Camionistas ameaçam voltar a paralisar o país

Os motoristas ao serviço das transportadoras rodoviárias de mercadorias ameaçam «paralisar o país», com uma greve de repercussões superiores à dos estivadores, caso continuem a ser tratados «como peças de camião».

Em conferência de imprensa, realizada no Porto, o dirigente da Federação dos Sindicatos dos Transportes e Comunicações (Fectrans) Vítor Pereira disse que vai pedir uma audiência urgência ao secretário de Estado dos Transportes, a fim de o alertar para a desumanização do setor.

«Caso não haja recuo», se motoristas «continuarem a ser tratados como peças de camião, poderão chatear-se a sério e paralisar o país», advertiu o dirigente sindical, explicitando, depois, de se referia expressamente ao recurso à greve, além de «outras formas de luta», cita a Lusa.

«Há alturas em que é preciso dizer basta», acrescentou.

Vítor Pereira sublinhou que uma paralisação no transporte rodoviário de mercadorias «é ainda é mais grave para o país do que as dos portos», ou seja, dos estivadores, já que uma simples paragem de três dias deixará as prateleiras dos supermercados vazias e as gasolineiras sem carburantes.

De entre as «graves situações» que afetam os motoristas de transportes de mercadorias, sobretudo os das linhas internacionais, incluem-se, segundo a estrutura sindical, «pressões para que abdiquem do descanso pondo em risco a segurança própria e dos outros».

Para fazer face à concorrência, um crescente número de transportadores está a optar por salários-base baixos, pagando um adicional em função dos quilómetros percorridos, disse Hélder Borges, um dos motoristas que a Fectrans convidou para participar na conferência de imprensa.

Há empresários que pagam esse adicional sem o declarar ao Fisco, representando «milhões em fuga aos impostos», assegurou.

Vítor Pereira explicitou que o expediente gera a maior parte dos problemas com que se debatem os motoristas.
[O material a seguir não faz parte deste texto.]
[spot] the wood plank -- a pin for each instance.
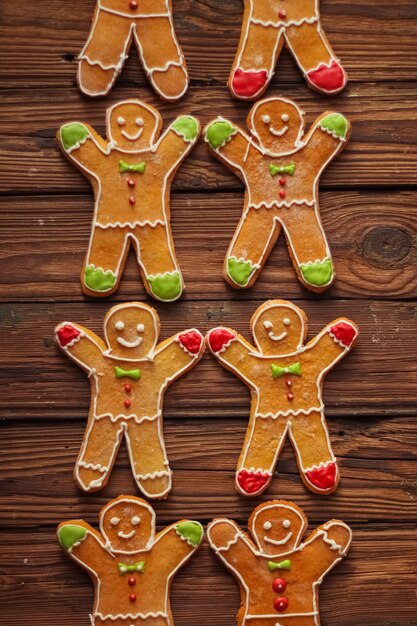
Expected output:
(377, 42)
(373, 237)
(380, 152)
(41, 581)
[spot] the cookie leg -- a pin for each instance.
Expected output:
(148, 457)
(308, 247)
(95, 461)
(254, 65)
(104, 262)
(254, 238)
(162, 57)
(159, 268)
(316, 58)
(264, 439)
(315, 458)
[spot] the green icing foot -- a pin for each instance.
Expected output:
(187, 127)
(239, 271)
(97, 279)
(191, 531)
(70, 534)
(166, 287)
(336, 124)
(318, 274)
(218, 133)
(73, 135)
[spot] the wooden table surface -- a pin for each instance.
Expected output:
(369, 210)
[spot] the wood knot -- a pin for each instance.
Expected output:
(386, 246)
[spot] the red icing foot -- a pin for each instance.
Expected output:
(329, 79)
(248, 84)
(345, 333)
(220, 338)
(66, 334)
(252, 482)
(324, 477)
(191, 341)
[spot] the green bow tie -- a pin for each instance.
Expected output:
(282, 169)
(272, 566)
(136, 567)
(137, 167)
(121, 373)
(278, 371)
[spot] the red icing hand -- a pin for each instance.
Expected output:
(66, 334)
(252, 482)
(219, 338)
(248, 84)
(323, 477)
(343, 332)
(191, 341)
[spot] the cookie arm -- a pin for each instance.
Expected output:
(80, 345)
(178, 140)
(326, 546)
(228, 143)
(179, 353)
(81, 144)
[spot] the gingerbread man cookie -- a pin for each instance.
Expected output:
(279, 575)
(131, 176)
(285, 378)
(281, 170)
(267, 26)
(116, 24)
(129, 375)
(131, 568)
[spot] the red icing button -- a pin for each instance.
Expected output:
(281, 604)
(191, 341)
(66, 334)
(279, 585)
(219, 338)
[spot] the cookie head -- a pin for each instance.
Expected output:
(277, 123)
(277, 527)
(131, 331)
(132, 125)
(128, 524)
(279, 328)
Um deles é guiarem mais horas seguidas do que deviam, para receberem mais, pondo em risco a sua segurança e de outros utentes da estrada.
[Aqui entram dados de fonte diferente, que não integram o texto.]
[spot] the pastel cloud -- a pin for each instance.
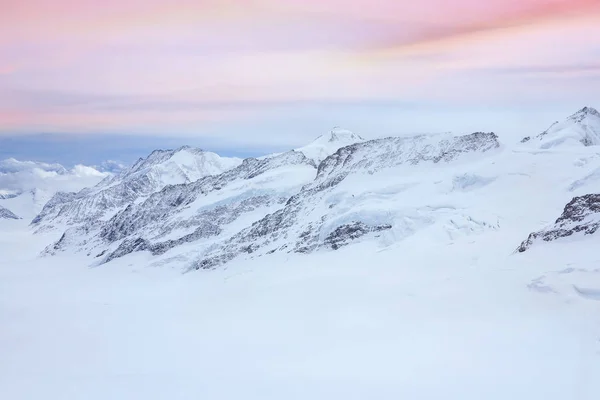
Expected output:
(111, 65)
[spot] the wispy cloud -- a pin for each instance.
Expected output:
(107, 65)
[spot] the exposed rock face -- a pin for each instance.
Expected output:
(580, 216)
(147, 176)
(180, 214)
(7, 214)
(305, 224)
(581, 128)
(283, 202)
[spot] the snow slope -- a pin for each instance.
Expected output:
(326, 145)
(424, 296)
(581, 128)
(7, 214)
(421, 320)
(26, 186)
(149, 175)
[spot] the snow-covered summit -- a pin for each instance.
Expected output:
(170, 167)
(325, 145)
(7, 214)
(581, 128)
(147, 176)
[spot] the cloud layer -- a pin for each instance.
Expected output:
(158, 66)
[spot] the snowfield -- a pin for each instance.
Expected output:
(419, 321)
(393, 269)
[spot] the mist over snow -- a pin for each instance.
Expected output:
(449, 265)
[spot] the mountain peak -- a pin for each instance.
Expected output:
(584, 112)
(340, 134)
(325, 145)
(581, 128)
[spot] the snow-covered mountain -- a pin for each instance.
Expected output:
(580, 217)
(279, 203)
(581, 128)
(148, 175)
(25, 186)
(325, 145)
(363, 276)
(7, 214)
(11, 165)
(384, 190)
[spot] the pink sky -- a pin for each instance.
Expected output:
(174, 65)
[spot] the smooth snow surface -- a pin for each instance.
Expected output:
(435, 303)
(326, 145)
(581, 128)
(467, 321)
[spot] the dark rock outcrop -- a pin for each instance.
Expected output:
(580, 216)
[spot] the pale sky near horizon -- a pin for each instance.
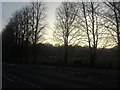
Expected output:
(8, 8)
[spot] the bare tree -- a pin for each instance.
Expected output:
(112, 15)
(90, 24)
(38, 16)
(65, 29)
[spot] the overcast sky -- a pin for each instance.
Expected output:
(8, 8)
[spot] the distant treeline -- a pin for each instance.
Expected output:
(51, 55)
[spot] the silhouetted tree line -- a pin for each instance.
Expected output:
(89, 23)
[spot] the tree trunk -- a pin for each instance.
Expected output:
(66, 54)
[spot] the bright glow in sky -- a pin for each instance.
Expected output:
(8, 8)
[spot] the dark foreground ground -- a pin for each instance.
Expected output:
(36, 76)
Além de chegarem a conduzir 12 a 14 horas, os motoristas evitam situações de baixa, porque o respetivo subsídio corresponderia apenas ao salário-base, e arriscam grandes penalizações em casos de desemprego ou reforma.
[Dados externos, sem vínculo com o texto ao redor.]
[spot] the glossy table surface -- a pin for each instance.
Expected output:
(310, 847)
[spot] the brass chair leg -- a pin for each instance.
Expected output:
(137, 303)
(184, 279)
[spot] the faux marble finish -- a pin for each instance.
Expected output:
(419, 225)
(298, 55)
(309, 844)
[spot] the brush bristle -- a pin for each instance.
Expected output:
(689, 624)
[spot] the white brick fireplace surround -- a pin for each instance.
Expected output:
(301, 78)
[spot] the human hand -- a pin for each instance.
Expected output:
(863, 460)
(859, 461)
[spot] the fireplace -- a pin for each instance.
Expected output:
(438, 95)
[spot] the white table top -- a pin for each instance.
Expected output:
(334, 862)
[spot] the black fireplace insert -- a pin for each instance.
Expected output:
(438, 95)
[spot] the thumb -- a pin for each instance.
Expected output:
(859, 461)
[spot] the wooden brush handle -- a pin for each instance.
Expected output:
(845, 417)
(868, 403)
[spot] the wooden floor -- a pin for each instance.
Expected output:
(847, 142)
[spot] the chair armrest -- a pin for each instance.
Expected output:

«O pagamento ao quilómetro é uma habilidade que a lei proíbe expressamente e constitui uma forma de pressionar os motoristas para andarem sem descansar», disse o dirigente sindical, acrescentando que acaba por fomentar também a concorrência desleal no setor.

Pedro Nunes, um dos vários motoristas chamados pela Fectrans a explicar o seu dia-a-dia laboral, disse que quem contestar imposições patronais deste tipo acaba na «jarra», ou seja, a fazer menos quilómetros, com implicações negativas no montante a receber no final do mês.

O transporte rodoviário de mercadorias envolve 4.000 a 5.000 empresas portuguesas, que empregam 35.000 a 50.000 motoristas, segundo estimativas da Fectrans.